In questo caso, la coppia di ragni in bronzo, esili filamenti che si incontrano in un grumolo nodoso al centro della loro struttura, è la rappresentazione della protezione data dalla madre o dalla donna, essere dall’intelligenza sofisticata, in rapporto a un compagno o i propri figli: il ragno offre protezione ai “cuccioli” portandoli per i primi momenti di vita sulla propria schiena, costruendo un rifugio che esce direttamente dal suo corpo e che diventa prolungamento del sé, a significare l’espansione dell’io nello spazio, al di là del proprio corpo. Questo gesto può diventare sia rifugio che trappola e l’artista è attenta a non marcare confini, mantenendo un’ambiguità di fondo tra le due condizioni.
L’esigenza di fare scultura nasce in Bourgeois da quello che lei definisce un vero e proprio rifiuto verso la liberazione dal passato: “se rifiutate di abbandonare il passato, allora dovete ricrearlo. È ciò che faccio sempre”. Un’altra opera che rappresenta l’ambiguità del rapporto madre-figlio è la Spider (2000) che conclude la mostra, presentata per la prima volta al pubblico: un ragno filiforme in bronzo che trattiene sotto di sé un uovo in marmo bianco. Questo elemento contenuto dalle zampe rigide dell’animale, che diventano quasi delle sbarre, non comunica tanto un gesto di protezione e di cura, quanto di ingabbiamento; una gabbia nel passato da cui preferiamo non uscire? Forse.
Vivere il presente, tramite il passato, da una cella che lo protegga dall’usura e che contenga a sua volta il simbolo della rinascita per eccellenza. L’uovo è, a livello cristiano, il simbolo della resurrezione: una metafora ancora potente, sopravvissuta ai grandi cambiamenti dell’arte, segno di un nuovo inizio. Bourgeois ce lo dice apertamente: la forte mancanza della madre, come figlia, la porta da adulta a non far suo questo sentire materno, non se ne sente degna o pronta.

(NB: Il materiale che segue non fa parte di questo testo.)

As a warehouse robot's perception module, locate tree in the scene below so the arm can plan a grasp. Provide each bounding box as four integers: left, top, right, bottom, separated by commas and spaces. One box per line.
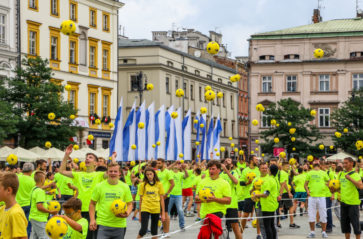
6, 57, 77, 148
332, 88, 363, 156
261, 98, 323, 160
0, 78, 18, 145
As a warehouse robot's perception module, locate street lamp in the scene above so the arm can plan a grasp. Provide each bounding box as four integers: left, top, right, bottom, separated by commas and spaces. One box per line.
131, 71, 147, 106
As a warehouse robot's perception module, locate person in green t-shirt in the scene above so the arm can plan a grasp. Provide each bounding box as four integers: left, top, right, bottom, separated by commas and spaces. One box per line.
220, 158, 242, 239
59, 198, 88, 239
16, 163, 35, 237
59, 144, 117, 239
89, 163, 132, 239
156, 158, 175, 233
195, 160, 232, 218
29, 171, 58, 238
305, 161, 330, 238
333, 157, 363, 239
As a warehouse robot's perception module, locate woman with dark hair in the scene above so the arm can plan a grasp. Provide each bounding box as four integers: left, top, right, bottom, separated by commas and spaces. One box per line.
137, 168, 165, 238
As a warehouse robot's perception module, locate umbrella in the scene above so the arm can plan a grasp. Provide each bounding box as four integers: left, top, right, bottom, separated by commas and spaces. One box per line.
29, 146, 46, 155
0, 147, 41, 162
326, 152, 357, 161
42, 148, 64, 161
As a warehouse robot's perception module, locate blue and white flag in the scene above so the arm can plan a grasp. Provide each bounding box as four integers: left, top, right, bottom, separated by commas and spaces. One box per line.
135, 101, 146, 160
155, 105, 165, 159
165, 105, 175, 160
182, 109, 192, 160
207, 116, 214, 160
123, 101, 136, 161
145, 102, 157, 160
199, 114, 207, 160
213, 115, 222, 159
110, 97, 123, 161
174, 107, 183, 159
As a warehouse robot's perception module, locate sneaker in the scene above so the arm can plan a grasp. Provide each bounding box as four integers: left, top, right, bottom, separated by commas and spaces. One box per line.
290, 223, 300, 229
306, 232, 315, 238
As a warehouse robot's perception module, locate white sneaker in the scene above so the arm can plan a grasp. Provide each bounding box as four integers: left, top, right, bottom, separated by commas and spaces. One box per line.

L’uovo ingabbiato all’interno delle spire della madre-ragno è anche questo: un trattenere, in parte, un istinto primordiale che fossilizza la materia viva e feconda presente dentro al guscio e la costringe a rimanere eternamente in potenza e mai in atto. Questo è il lato oscuro del ragno: l’iper-protettività, l’apprensione per mantenere un equilibrio ormai frantumato, perché non ci apprestiamo a conoscere niente di meglio e abbiamo paura.
Attraverso la scultura Louise Bourgeois riesce a rivivere la sua paura, altro perno importante del suo lavoro; scolpendo, l’artista esorcizza questa emozione, racconta ciò che non è stato possibile narrare al momento opportuno, un trauma legato al corpo, alla fisicità e per questo reso tramite fluidi ed elementi corporali in cui la scultura e il corpo dell’artista si fondono in un tutt’uno. Che siano piccoli frammenti di una maternità in corso, placente ospitanti feti in gestazione, o interi corpi di stoffa color carne – Umbilical Cord (2003), il soggetto è esplicito ed evocativo al tempo stesso: una madre con il proprio figlio, un uovo che contiene in sé un essere vivente in potenza che, in certi casi, è già uscito e non possiamo vederlo, in altri è intrappolato nella rete della placenta, in altri ancora sosta all’interno della pancia della donna in attesa del tempo opportuno per uscire.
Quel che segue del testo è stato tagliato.